Vaticano impõe fim do silêncio sobre abusos sexuais
Sacerdotes, religiosos e religiosas vão ter a obrigação de denunciar imediatamente casos de abusos sexuais - atuais ou antigos. Os membros da Igreja Católica que tenham encoberto esses comportamentos também terão de ser denunciados - ainda que a um bispo da própria igreja. É uma verdadeira limpeza na Igreja Católica, após anos de revelações de abusos envolvendo os seus membros.
O Papa Francisco promulgou ontem uma lei que impõe novas regras na forma como os crimes de abuso sexual têm sido tratados pela Igreja Católica. A carta apostólica "Vos estis lux mundi" ( "Vós sois a luz do mundo") impõe a obrigação de denunciar não só o abuso sexual de menores, mas também o uso ou a distribuição de pornografia infantil e juvenil e o abuso sexual de adultos.
O documento impõe a notificação obrigatória dos casos a sacerdotes, diocesanos e religiosos, mas também a convidados ou a qualquer leigo que destes tenha conhecimento. As vítimas têm sempre direito a apoio e a atenção prioritária, dita a carta.
O cardeal Marc Ouellet, prefeito da Congregação dos Bispos, disse ao jornal ABC que as denúncias devem incluir casos de abuso de freiras por padres ou abuso de seminaristas pelos seus superiores. E aponta para o facto de o documento estabelecer que aqueles que denunciam "não podem ser submetidos a preconceitos, represálias ou discriminação."
As novas regras entram em vigor no dia 1 de junho e põe fim à "lei do silêncio", uma vez que a denúncia dos abusos passa a ser uma obrigação.

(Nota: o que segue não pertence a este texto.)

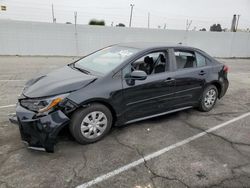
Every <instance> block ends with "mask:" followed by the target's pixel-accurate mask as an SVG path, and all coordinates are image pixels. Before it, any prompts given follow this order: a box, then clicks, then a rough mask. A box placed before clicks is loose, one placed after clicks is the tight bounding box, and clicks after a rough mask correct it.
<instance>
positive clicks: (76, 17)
mask: <svg viewBox="0 0 250 188" xmlns="http://www.w3.org/2000/svg"><path fill="white" fill-rule="evenodd" d="M74 17H75V34H77V30H76V22H77V12H74Z"/></svg>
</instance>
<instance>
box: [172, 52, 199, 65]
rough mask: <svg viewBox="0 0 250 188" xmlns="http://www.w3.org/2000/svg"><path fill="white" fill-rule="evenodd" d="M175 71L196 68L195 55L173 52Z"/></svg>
mask: <svg viewBox="0 0 250 188" xmlns="http://www.w3.org/2000/svg"><path fill="white" fill-rule="evenodd" d="M174 55H175V60H176V67H177V69H186V68H195V67H197V62H196V57H195V53H194V52H192V51H184V50H175V51H174Z"/></svg>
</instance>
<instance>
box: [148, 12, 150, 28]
mask: <svg viewBox="0 0 250 188" xmlns="http://www.w3.org/2000/svg"><path fill="white" fill-rule="evenodd" d="M149 27H150V13H148V29H149Z"/></svg>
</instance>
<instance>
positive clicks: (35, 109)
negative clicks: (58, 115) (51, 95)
mask: <svg viewBox="0 0 250 188" xmlns="http://www.w3.org/2000/svg"><path fill="white" fill-rule="evenodd" d="M68 95H69V93H67V94H63V95H57V96H54V97H48V98H39V99H22V100H20V104H21V106H23V107H24V108H27V109H28V110H31V111H34V112H38V113H44V112H49V111H50V110H52V109H53V108H55V107H56V106H57V105H58V104H59V103H60V102H61V101H63V99H65V98H66V97H67V96H68Z"/></svg>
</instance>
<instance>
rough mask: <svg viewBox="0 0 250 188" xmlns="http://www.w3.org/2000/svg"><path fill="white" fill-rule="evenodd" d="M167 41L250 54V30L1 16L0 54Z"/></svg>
mask: <svg viewBox="0 0 250 188" xmlns="http://www.w3.org/2000/svg"><path fill="white" fill-rule="evenodd" d="M135 41H138V42H142V41H144V42H167V43H173V44H177V43H179V42H182V44H184V45H189V46H193V47H197V48H200V49H202V50H204V51H206V52H208V53H209V54H210V55H212V56H215V57H250V33H243V32H237V33H231V32H201V31H188V32H187V31H182V30H162V29H143V28H127V27H125V28H119V27H103V26H88V25H77V28H76V30H75V26H74V25H68V24H53V23H41V22H24V21H11V20H0V55H32V56H33V55H34V56H35V55H40V56H47V55H49V56H82V55H86V54H88V53H90V52H92V51H94V50H96V49H99V48H102V47H105V46H107V45H111V44H115V43H120V42H135Z"/></svg>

A mais crucial é a que pretende retirar da sombra os bispos que permanecem sem ser denunciados.
O artigo 6 da carta apostólica estabelece que o novo escritório diocesano irá recolher queixas contra "cardeais, bispos, patriarcas e legados (núncios) do Romano Pontífice" e contra outros padres. As queixas contra bispos e superiores podem acontecer na própria diocese ou noutra, mas também "podem ser enviadas à Santa Sé diretamente ou através do Representante Pontifício", ou seja, a nunciatura.
O único segredo que permanece e permanecerá inalterado é o da confissão.
Após a receção da denúncia, o processo será vertiginoso: o bispo deve informar imediatamente Roma e a Santa Sé deve responder no prazo de 30 dias. A cada 30 dias deve ser feito um ponto da situação e o processo dem de estar concluído em três meses (90 dias). Se as vítimas o solicitarem, serão informadas do resultado.
No entanto, o documento não impõe a denúncia às autoridades como norma universal, "porque há países em que os cristãos vivem sob uma justiça muito corrupta ou mesmo perseguição religiosa", justifica-se..
As sanções mais graves passam pela expulsão do membro do sacerdócio (e automaticamente do episcopado), e são confirmadas pelo Papa.
A "Vos estis lux mundi" é das primeiras medidas concretas conduzida pelo Papa no sentido de lutar contra o abuso sexual no interior da Igreja católica e perpetrada pelos seus próprios membros e líderes religiosos.
Já em março foi aprovada uma lei semelhante pelo Estado do Vaticano, que também estabeleceu as denúncias como obrigatórias e aumentou o prazo de prescrição para estes crimes de até vinte anos após a vítima atingir a maioridade - é a legislação civil a chegar mais longe nesta matéria.